Using this route it was possible to increase the medium length of PMMF to 3 cm compared to the supraclavicular route. No total flap necrosis occurred, however, temporary complications were observed in three of 15 cases (20%)--partial flap necrosis occurred in two cases and fistula formation was observed in one case. This rate is in accordance with complication rates described for the supraclavicular route. However, in long-term follow-ups we observed a fracture of the clavicle in two patients in whom, in contrast to the others, the periostium was not only prepared posteriorly but over the whole circumference.

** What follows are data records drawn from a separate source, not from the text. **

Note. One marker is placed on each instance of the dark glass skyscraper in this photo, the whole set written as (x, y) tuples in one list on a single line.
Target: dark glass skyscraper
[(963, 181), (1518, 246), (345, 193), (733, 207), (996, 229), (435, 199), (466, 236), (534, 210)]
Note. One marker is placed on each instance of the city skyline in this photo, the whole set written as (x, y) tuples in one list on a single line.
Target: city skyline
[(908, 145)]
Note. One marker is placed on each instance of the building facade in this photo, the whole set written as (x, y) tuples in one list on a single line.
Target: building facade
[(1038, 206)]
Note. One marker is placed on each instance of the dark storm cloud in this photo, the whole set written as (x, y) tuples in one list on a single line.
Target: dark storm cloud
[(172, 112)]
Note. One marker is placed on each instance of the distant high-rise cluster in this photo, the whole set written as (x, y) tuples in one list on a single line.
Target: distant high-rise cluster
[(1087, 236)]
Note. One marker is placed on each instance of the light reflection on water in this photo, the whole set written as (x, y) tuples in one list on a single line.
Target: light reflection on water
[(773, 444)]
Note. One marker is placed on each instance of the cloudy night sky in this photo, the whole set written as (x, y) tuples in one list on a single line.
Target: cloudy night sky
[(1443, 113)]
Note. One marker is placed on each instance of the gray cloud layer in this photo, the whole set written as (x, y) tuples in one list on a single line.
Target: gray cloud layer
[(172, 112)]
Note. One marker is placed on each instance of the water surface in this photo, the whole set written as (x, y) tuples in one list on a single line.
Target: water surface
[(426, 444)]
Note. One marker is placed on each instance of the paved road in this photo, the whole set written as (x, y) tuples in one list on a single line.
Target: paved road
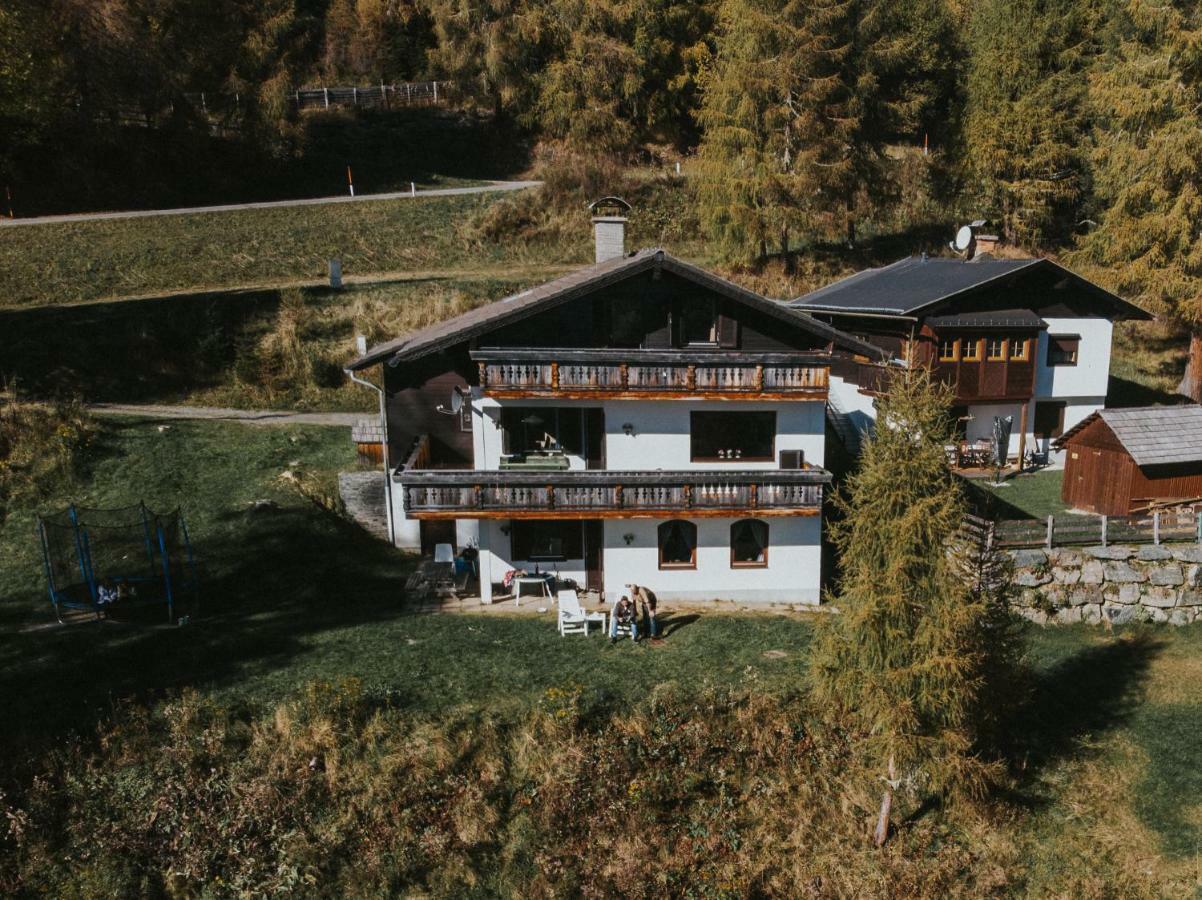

The subclavicular route for PMMF increases the length and arc of rotation available for reconstruction without compromising vascular supply to a higher degree than with the conventional supraclavicular route. Furthermore, this concept decreases the bulk of the PMMF pedicle which is functionally and cosmetically favourable. Thus, the subclavicular route of PMMF is safe and allows an extension of the reconstructive possibilities.
胸大肌肌皮瓣(PMMF)是头颈部病变重要的重建工具。通过锁骨上途径,PMMF能可靠地将大量血运良好的皮肤和肌肉转移至上消化道缺损处。然而,其长度和旋转弧度有限以及体积过大可能会带来问题。
在本研究中,通过将蒂部深入至锁骨下方解决了这些问题。在15例头颈部癌患者中,于皮瓣切取后,将蒂部经锁骨下平面转移用于一期和二期重建。
与锁骨上途径相比,采用该途径可使PMMF的平均长度增加至3cm。未发生皮瓣完全坏死,但15例中有3例(20%)出现了暂时性并发症——2例发生部分皮瓣坏死,1例出现瘘管形成。该发生率与锁骨上途径所描述的并发症发生率相符。然而,在长期随访中,我们观察到2例患者发生了锁骨骨折,与其他患者不同的是,这2例患者的骨膜不仅在后方进行了剥离,而是在整个周长上进行了剥离。
PMMF的锁骨下途径增加了可用于重建的长度和旋转弧度,且不会比传统的锁骨上途径更严重地损害血供。此外,这一方法减小了PMMF蒂部的体积,在功能和美观方面均有益。因此,PMMF的锁骨下途径是安全的,并扩大了重建的可能性。